Granite Works (Late 19th Century)
The Granite Works consists of five adjacent 19thcentury historic buildings that have been restored and renovated for a mixed-use complex that houses small businesses and residential apartments. The renovation of this site represents an ongoing effort for urban revitalization in this area, and is an example of the successful rehabilitation of some of Buffalo’s stunning 19thcentury architecture.
Kleinhans Music Hall (1938-1940)
Eliel and Eero Saarinen
Since its completion in 1940, Kleinhans Music Hall has been compared to a musical instrument. The analogy is apt, not only because the structure houses a symphony orchestra, but also because notions of ideal harmony informed the essential philosophical orientation of Eliel Saarinen’s designs. It is also apt, because (as many commentators have stated), there is an incredible resonance between the way in which the building is used, and its architectural articulation; the curvilinear interiors and exteriors of the building complement the symphonic program that they house, instead of masking them. There is an appropriateness of form and function that is the hallmark of the International Style, in which Kleinhans was designed.
Orin Foster Mansion (1904)
Frank H. Chappelle
This stone Italianate mansion, which exhibits Mediterranean detailing, both in the stone work and in the rounded arches of the windows and of the entrance porch. It has been fully renovated, and is currently being used for commercial purposes.

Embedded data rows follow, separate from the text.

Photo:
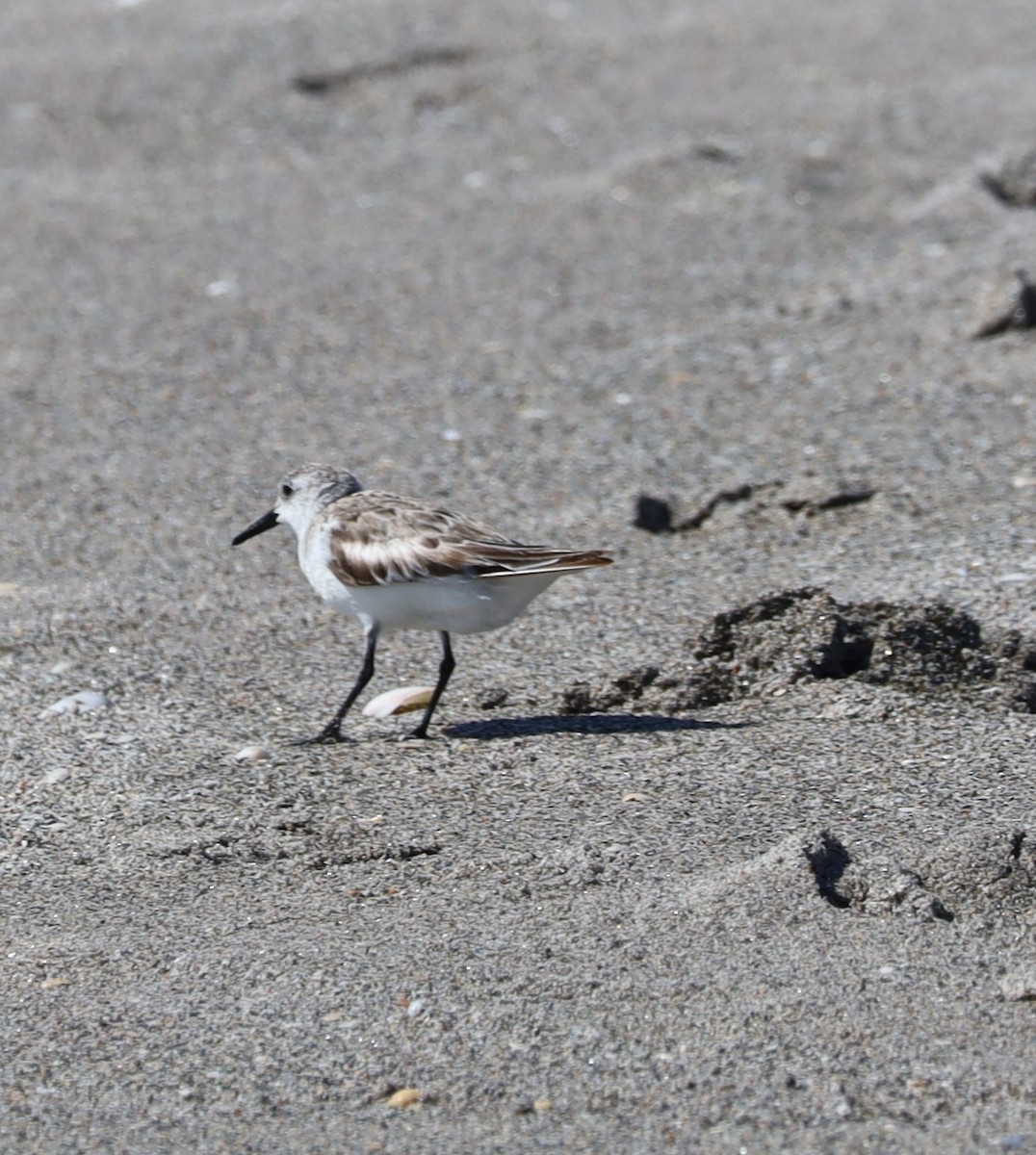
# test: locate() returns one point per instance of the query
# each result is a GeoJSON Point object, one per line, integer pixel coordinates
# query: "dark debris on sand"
{"type": "Point", "coordinates": [803, 635]}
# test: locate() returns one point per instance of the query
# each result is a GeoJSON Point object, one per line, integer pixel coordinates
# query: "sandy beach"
{"type": "Point", "coordinates": [730, 847]}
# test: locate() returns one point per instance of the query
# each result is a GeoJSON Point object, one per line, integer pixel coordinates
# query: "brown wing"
{"type": "Point", "coordinates": [376, 538]}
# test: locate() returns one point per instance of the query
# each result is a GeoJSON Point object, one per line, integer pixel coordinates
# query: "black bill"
{"type": "Point", "coordinates": [267, 521]}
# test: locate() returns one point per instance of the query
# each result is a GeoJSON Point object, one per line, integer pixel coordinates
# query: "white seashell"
{"type": "Point", "coordinates": [79, 704]}
{"type": "Point", "coordinates": [399, 702]}
{"type": "Point", "coordinates": [253, 755]}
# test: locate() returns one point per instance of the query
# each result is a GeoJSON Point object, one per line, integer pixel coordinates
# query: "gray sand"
{"type": "Point", "coordinates": [532, 260]}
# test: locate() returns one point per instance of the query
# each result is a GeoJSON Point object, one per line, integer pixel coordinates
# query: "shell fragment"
{"type": "Point", "coordinates": [399, 702]}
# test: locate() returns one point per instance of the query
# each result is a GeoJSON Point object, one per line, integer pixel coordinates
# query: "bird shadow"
{"type": "Point", "coordinates": [583, 723]}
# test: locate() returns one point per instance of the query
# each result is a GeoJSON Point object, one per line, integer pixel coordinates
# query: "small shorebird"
{"type": "Point", "coordinates": [401, 564]}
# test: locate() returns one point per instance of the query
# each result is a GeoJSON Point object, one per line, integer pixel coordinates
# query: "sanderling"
{"type": "Point", "coordinates": [397, 563]}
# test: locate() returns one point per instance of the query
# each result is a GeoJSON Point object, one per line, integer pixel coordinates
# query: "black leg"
{"type": "Point", "coordinates": [333, 731]}
{"type": "Point", "coordinates": [446, 668]}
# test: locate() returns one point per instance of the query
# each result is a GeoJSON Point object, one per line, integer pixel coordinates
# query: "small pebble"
{"type": "Point", "coordinates": [405, 1096]}
{"type": "Point", "coordinates": [79, 704]}
{"type": "Point", "coordinates": [253, 755]}
{"type": "Point", "coordinates": [1020, 985]}
{"type": "Point", "coordinates": [491, 698]}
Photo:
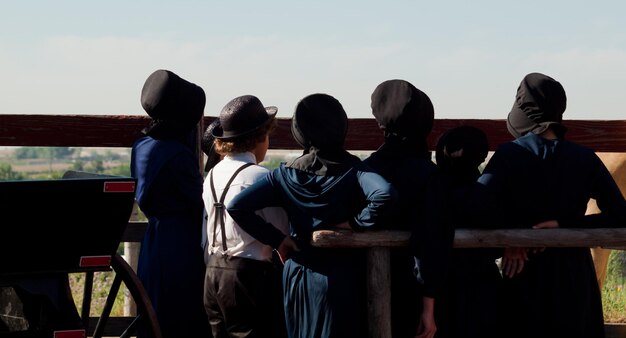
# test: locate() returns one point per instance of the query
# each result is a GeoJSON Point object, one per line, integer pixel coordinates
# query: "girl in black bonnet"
{"type": "Point", "coordinates": [324, 289]}
{"type": "Point", "coordinates": [542, 180]}
{"type": "Point", "coordinates": [405, 114]}
{"type": "Point", "coordinates": [169, 193]}
{"type": "Point", "coordinates": [468, 304]}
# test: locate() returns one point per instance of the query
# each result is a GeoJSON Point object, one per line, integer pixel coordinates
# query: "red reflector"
{"type": "Point", "coordinates": [90, 261]}
{"type": "Point", "coordinates": [119, 186]}
{"type": "Point", "coordinates": [69, 334]}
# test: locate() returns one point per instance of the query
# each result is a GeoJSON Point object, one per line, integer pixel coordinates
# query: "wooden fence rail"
{"type": "Point", "coordinates": [363, 135]}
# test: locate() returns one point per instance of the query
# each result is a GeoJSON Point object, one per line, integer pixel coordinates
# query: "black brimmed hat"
{"type": "Point", "coordinates": [241, 116]}
{"type": "Point", "coordinates": [400, 108]}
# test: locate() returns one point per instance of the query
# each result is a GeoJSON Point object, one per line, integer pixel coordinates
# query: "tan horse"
{"type": "Point", "coordinates": [616, 163]}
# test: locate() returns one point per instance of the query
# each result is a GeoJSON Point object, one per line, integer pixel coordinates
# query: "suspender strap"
{"type": "Point", "coordinates": [219, 205]}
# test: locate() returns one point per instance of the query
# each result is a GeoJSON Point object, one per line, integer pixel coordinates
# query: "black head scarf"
{"type": "Point", "coordinates": [175, 105]}
{"type": "Point", "coordinates": [319, 125]}
{"type": "Point", "coordinates": [539, 104]}
{"type": "Point", "coordinates": [405, 113]}
{"type": "Point", "coordinates": [460, 151]}
{"type": "Point", "coordinates": [208, 145]}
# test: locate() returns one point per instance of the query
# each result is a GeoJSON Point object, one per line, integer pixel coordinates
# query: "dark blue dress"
{"type": "Point", "coordinates": [171, 262]}
{"type": "Point", "coordinates": [324, 289]}
{"type": "Point", "coordinates": [532, 180]}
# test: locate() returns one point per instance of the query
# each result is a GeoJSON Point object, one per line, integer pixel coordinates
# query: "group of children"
{"type": "Point", "coordinates": [229, 254]}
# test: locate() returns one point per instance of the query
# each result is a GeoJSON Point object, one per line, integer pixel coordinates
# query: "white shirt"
{"type": "Point", "coordinates": [238, 242]}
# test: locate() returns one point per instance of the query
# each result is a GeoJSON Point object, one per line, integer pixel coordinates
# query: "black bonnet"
{"type": "Point", "coordinates": [319, 121]}
{"type": "Point", "coordinates": [400, 108]}
{"type": "Point", "coordinates": [165, 96]}
{"type": "Point", "coordinates": [242, 116]}
{"type": "Point", "coordinates": [539, 103]}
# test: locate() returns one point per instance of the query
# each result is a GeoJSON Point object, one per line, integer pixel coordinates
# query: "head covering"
{"type": "Point", "coordinates": [319, 121]}
{"type": "Point", "coordinates": [208, 146]}
{"type": "Point", "coordinates": [242, 116]}
{"type": "Point", "coordinates": [461, 150]}
{"type": "Point", "coordinates": [175, 105]}
{"type": "Point", "coordinates": [539, 104]}
{"type": "Point", "coordinates": [403, 110]}
{"type": "Point", "coordinates": [406, 115]}
{"type": "Point", "coordinates": [320, 125]}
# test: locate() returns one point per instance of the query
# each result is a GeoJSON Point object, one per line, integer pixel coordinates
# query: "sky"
{"type": "Point", "coordinates": [92, 57]}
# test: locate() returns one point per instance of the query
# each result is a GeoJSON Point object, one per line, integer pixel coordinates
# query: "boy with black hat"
{"type": "Point", "coordinates": [242, 285]}
{"type": "Point", "coordinates": [406, 114]}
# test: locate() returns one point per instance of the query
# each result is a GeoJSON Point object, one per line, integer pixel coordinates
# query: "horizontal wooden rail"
{"type": "Point", "coordinates": [363, 133]}
{"type": "Point", "coordinates": [463, 238]}
{"type": "Point", "coordinates": [478, 238]}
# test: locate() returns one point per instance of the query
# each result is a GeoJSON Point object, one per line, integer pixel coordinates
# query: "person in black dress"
{"type": "Point", "coordinates": [468, 304]}
{"type": "Point", "coordinates": [406, 115]}
{"type": "Point", "coordinates": [542, 180]}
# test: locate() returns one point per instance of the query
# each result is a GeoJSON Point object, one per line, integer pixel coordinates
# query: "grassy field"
{"type": "Point", "coordinates": [614, 289]}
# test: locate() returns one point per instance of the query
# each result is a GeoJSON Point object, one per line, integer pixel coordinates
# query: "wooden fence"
{"type": "Point", "coordinates": [363, 135]}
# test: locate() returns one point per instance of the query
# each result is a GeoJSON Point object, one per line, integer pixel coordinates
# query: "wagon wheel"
{"type": "Point", "coordinates": [120, 326]}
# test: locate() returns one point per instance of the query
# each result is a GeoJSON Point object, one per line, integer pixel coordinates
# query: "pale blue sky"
{"type": "Point", "coordinates": [92, 57]}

Located in the culturally and artistically rich Allentown area of Buffalo, the Theater of Youth represents an incredible success for the revitalization of an important theatrical venue in this historic neighborhood. Originally built in 1913, this Neo-Classical Revival theater originally included gold trimmed walls, leaded glass windows and a domed ceiling with dozens of modern lights. In 1919, the owner added a proscenium stage and dressing rooms. Renovation and preservation of this building has saved a number of its original attributes, including the interior decorative pilasters, its plaster moldings and the domed ceiling of the interior, as well as the buildings beautiful neoclassical façade.